In 204 B.C., the Romans imported a new foreign cult. When the barge bringing the cult statue to Rome got stuck in the shallow waters of the Tiber, an aristocratic young woman, Claudia Quinta, miraculously pulled the rope to draw it in single-handedly. As her name tells us, she was the fifth daughter in her family.

The reason this story first stood out to me years ago is the same reason it came to mind while reading journalist Timothy P. Carney’s new book, Family Unfriendly: How Our Culture Made Raising Kids Much Harder Than It Needs to Be: Fifth kids are rare. Not coincidentally, they’re hard. “Comedian Jim Gaffigan has offered a vivid description of having a fifth child,” Carney writes. “Imagine you’re drowning. And someone hands you a baby.”

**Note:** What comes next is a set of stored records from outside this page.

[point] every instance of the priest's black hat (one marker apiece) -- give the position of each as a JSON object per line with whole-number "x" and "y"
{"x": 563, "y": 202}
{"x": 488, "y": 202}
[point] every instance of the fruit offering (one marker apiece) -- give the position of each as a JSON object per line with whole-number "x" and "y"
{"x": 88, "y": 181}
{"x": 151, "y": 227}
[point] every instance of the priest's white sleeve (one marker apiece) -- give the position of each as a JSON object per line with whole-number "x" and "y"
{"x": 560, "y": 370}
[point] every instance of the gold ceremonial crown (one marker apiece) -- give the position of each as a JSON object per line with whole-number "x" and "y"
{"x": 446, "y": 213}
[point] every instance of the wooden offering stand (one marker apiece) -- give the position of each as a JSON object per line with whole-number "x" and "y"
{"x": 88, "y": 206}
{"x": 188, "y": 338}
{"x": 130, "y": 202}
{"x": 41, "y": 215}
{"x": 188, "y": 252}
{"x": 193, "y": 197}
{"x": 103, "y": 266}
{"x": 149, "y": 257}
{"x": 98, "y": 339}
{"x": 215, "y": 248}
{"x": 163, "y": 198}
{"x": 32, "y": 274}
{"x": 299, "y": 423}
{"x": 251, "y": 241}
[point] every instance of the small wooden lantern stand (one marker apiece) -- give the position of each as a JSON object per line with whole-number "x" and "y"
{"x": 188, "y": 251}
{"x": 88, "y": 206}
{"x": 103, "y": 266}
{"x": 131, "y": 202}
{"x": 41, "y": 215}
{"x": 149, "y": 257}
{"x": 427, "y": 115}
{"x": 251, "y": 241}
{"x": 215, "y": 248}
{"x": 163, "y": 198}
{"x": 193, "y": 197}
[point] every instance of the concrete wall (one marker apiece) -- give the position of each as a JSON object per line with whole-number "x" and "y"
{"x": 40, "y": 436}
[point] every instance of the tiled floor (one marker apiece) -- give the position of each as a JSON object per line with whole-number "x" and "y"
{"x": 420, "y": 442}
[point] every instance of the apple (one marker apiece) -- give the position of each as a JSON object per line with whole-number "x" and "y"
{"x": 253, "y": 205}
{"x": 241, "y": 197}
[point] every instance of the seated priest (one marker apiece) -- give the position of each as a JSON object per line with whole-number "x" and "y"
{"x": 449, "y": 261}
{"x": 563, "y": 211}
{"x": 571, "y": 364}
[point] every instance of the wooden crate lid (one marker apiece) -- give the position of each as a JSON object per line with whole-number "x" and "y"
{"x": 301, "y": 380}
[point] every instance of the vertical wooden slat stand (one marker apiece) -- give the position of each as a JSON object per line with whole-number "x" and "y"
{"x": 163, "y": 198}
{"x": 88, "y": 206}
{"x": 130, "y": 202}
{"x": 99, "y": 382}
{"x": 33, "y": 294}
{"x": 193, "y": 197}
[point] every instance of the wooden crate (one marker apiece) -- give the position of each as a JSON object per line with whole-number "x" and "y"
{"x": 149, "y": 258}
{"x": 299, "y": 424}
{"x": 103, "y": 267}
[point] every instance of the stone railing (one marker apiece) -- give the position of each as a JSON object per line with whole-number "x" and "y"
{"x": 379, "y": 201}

Fifth daughters were rare in ancient Rome for a different reason than they are in modern America, where we no longer have to provide good dowries to contract marriages for each girl (though college tuition might be a comparable expense). Rather, the contemporary US has joined the rest of the West—and a rising share of the Global South—in an unprecedented, apparently unrelenting baby bust. Not only are fifth kids uncommon these days, even second kids are increasingly rare, and the number of childless singles and couples is at a record high. Economics are just one factor here. We’re looking at a major cultural shift.

Just how bad are things? “The average thirty-five-year-old American woman in 2020 had just above 1.5 kids, which is the lowest number on record,” Carney notes. This is well below the replacement rate of 2.1 children, and it’s bad news for everyone—though many don’t realize it yet. A family-unfriendly society is a miserable society and, in the long run, an economically precarious one too. Just look at any country where retirees outnumber the working-age young.

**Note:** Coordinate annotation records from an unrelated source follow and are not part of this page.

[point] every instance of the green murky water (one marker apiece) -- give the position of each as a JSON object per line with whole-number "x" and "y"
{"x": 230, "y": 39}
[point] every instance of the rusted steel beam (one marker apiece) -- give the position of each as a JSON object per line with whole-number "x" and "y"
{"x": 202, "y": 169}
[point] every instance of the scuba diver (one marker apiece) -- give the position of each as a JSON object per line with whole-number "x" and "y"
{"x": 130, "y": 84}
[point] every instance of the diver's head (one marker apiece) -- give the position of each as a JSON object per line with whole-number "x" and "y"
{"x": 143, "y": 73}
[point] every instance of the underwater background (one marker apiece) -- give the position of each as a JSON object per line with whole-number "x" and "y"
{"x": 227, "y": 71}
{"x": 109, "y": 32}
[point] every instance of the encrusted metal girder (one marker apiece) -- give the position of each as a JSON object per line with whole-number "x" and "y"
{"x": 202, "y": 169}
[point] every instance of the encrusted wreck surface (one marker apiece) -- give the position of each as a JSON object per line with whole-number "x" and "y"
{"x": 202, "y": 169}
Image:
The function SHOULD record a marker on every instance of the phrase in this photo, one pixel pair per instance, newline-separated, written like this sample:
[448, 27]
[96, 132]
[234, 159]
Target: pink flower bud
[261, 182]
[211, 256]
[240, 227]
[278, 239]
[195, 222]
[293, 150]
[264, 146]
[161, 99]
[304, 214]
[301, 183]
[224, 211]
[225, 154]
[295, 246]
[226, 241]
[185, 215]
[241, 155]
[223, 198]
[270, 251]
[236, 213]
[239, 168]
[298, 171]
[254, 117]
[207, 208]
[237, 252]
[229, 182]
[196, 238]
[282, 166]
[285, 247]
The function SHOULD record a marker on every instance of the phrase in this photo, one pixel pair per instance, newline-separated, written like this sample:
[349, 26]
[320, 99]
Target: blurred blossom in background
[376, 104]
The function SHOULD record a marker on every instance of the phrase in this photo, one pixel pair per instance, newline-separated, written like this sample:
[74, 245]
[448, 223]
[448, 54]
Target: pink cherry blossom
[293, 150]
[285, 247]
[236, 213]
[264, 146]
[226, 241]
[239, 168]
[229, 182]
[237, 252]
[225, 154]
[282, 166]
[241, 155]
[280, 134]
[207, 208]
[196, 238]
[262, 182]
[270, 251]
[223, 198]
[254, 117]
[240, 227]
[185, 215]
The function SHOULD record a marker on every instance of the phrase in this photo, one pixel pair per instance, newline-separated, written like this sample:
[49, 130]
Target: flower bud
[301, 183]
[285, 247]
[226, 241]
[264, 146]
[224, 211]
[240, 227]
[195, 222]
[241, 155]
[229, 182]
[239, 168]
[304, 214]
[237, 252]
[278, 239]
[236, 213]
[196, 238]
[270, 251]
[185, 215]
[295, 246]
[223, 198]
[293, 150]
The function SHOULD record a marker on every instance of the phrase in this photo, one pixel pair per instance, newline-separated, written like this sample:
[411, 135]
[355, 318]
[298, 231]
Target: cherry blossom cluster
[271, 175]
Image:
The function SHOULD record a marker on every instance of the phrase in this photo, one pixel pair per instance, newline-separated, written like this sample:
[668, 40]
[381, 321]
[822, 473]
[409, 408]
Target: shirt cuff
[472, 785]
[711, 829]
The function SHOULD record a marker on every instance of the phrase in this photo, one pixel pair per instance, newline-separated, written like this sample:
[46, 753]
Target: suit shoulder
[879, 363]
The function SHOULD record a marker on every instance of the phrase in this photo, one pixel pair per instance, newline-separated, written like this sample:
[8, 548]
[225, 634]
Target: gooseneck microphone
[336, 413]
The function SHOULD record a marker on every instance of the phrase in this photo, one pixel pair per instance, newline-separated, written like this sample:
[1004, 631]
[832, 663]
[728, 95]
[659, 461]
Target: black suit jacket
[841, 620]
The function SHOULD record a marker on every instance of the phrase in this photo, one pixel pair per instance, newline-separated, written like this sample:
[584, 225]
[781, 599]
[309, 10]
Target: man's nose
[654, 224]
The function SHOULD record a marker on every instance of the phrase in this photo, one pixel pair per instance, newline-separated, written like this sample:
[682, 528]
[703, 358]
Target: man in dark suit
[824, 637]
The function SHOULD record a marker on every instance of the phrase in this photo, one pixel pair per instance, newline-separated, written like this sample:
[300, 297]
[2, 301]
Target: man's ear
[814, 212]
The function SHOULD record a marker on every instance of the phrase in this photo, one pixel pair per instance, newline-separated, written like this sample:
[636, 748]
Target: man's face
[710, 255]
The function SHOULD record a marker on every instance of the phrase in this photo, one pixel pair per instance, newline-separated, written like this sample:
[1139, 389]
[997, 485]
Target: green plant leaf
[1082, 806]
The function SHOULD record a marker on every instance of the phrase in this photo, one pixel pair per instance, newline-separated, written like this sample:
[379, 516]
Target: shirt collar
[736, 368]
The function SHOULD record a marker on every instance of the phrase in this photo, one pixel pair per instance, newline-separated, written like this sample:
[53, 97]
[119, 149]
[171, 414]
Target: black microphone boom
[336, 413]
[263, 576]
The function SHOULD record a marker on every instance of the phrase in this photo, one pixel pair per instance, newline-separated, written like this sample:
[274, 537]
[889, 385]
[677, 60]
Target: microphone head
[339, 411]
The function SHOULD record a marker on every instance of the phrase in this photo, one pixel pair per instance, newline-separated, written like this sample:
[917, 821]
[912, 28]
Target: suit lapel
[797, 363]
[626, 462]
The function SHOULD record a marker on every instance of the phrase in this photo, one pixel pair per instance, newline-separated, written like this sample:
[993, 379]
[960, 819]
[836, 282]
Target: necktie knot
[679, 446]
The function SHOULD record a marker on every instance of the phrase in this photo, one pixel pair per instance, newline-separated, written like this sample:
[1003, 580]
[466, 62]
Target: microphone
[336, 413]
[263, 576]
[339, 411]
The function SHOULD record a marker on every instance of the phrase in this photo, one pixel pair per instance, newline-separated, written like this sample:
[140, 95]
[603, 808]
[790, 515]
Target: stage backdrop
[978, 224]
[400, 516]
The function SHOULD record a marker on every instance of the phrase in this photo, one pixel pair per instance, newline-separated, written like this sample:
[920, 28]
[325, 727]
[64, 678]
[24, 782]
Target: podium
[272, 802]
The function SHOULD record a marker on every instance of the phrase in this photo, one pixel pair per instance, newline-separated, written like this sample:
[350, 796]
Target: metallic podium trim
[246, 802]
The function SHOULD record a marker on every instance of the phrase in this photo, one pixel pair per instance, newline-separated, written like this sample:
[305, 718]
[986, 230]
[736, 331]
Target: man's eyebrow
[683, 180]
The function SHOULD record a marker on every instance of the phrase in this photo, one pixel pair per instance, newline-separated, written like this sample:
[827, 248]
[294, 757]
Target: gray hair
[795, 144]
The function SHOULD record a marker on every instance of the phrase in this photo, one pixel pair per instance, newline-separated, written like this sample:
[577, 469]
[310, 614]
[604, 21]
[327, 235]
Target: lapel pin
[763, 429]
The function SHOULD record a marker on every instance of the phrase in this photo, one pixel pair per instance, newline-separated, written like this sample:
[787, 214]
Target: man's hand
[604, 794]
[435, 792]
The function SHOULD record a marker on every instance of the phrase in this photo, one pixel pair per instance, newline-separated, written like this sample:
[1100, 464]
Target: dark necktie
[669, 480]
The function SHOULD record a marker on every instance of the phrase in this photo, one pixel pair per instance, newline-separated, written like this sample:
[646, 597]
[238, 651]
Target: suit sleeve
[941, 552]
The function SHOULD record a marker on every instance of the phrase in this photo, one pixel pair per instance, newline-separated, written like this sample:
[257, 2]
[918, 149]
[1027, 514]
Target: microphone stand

What would a family-friendly society look like? Well, we could know it by its fruit and its fruitfulness: more marriages, more marital stability, and more children. Maybe not a lot of fifth babies, but certainly more second and third ones. But before we consider Carney’s recommendations for how to be more family friendly, let’s consider his explanation for how America became such an unfriendly place for parents and kids.

In a move that signals the target audience of the book, Carney opens with a polemic against travel sports. For many middle-class families, having children now comes with unrealistic expectations of excellence. Sports and other extracurricular activities aren’t for fun anymore—children are expected to start thinking about the Olympics (or at least college scholarships) by the middle of kindergarten.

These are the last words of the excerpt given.